Consumers Union, the policy and advocacy arm of Consumer Reports, launched a campaign Wednesday asking the largest telephone companies to offer customers free tools to block robocalls. 

Consumers Union has long pushed phone carriers to take action against robocalls. But now the organization is specifically appealing to Verizon, Century Link and AT&T to offer customers the choice to use call-blocking technologies to stop robocalls.   "Americans are sick and tired of robocallers that invade their homes and try to rip them off with predatory scams," said Christina Tetreault, staff attorney for Consumers Union. "It’s time for phone companies to stop dragging their feet and empower consumers to put an end to unwanted robocalls."

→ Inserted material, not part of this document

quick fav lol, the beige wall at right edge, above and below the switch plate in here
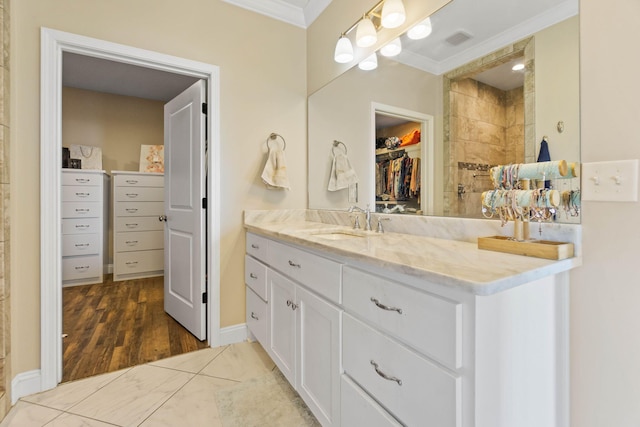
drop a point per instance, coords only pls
(605, 291)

Robocalls are pre-recorded or live phone calls made using a computerized auto-dialer. While the debt collection industry will closely watch how the campaign plays out, the push is to block illegal robocalling
Technology is available to stop robocalls before they reach a consumer’s landline, but few people have access to the tools because the phone companies have resisted making them widely available.  Some of these technologies work by intercepting telemarketing calls and providing consumers with the choice to send callers to voicemail, answer or block a call, hang up or identify certain callers or categories of callers to be blocked in the future. Other technologies use a “whitelist” to develop a trusted list of numbers that go through and ask other callers to say their names before the consumer’s phone rings.  Consumers in countries where these technologies are available have reported a significant drop in unwanted calls.Unlike the legitimate debt collection industry, many scammers use robocalling to reach a large number of unsuspecting people. Last year, the Federal Trade Commission received 3 million complaints from the public about unwanted robocalls, many from scammers or illegitimate companies that flagrantly violate the law. Telephone scammers often target the elderly and other vulnerable consumers, resulting in an estimated $350 million in financial losses in 2011, according to the FTC. Americans have registered more than 217 million phone numbers on the FTC's "Do Not Call” list.

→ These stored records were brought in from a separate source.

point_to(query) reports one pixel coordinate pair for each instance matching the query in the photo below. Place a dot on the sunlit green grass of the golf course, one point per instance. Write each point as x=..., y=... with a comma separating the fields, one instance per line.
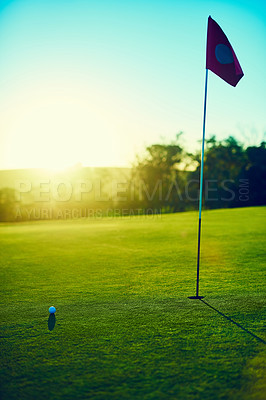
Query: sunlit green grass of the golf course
x=124, y=326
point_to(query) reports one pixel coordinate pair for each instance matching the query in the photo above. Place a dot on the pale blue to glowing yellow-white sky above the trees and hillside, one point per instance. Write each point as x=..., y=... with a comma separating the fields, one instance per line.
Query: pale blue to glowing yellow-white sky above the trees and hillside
x=95, y=81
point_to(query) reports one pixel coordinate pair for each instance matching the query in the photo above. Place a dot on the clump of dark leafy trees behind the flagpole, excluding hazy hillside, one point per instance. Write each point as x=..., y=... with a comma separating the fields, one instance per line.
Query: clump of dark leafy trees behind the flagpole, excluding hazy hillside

Fraudulent schemes have include the "IRS scam," such as a recent report in North Carolina in which the caller claims to be from the Internal Revenue Service and demands money for unpaid taxes. The IRS reports that about 1,100 consumers have fallen victim to this crime, losing some $5 million.

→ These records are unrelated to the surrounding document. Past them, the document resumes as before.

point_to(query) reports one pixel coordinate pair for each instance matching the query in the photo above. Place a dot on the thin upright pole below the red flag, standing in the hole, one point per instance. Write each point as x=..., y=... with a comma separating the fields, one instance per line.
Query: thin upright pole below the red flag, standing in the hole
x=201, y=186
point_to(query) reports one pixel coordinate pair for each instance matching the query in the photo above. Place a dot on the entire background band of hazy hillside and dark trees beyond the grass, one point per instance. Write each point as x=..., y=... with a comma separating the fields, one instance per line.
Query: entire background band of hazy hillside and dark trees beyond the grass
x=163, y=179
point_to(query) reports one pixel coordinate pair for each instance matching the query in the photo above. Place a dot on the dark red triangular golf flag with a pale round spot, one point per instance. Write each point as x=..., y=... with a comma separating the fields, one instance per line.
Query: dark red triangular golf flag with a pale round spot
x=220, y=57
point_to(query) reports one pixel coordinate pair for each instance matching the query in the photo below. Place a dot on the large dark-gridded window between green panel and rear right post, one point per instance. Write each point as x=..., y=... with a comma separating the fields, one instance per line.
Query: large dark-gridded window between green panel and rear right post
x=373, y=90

Other scams include "Rachel from Cardholder Services," a recorded message that promises to lower your credit card interest rates, the Microsoft computer scam, and phony medical alert offers.
In recent years, US Telecom, the trade association representing phone carriers, has claimed that they do not have the legal authority to block all robocalls.  However, some phone carriers have conceded that the law does not prohibit them from blocking robocalls if a consumer requests that they do so. 
Consumers Union in January filed comments with the Federal Communications Commission detailing how current law allows phone companies to give consumers the choice to stop robocalls with call-blocking technologies, a position that is shared by the FTC. Consumers Union’s January filing included more than 50,000 comments gathered from consumers urging the FCC to make that clear. 
"We’ve heard from thousands of consumers across the country frustrated by the daily onslaught of robocalls that interrupt their lives and target them with fraudulent scams," said Tetreault. "Phone companies need to step up and provide their customers with relief.  Consumers should be given the option of using call-blocking technologies to end unwanted robocalls."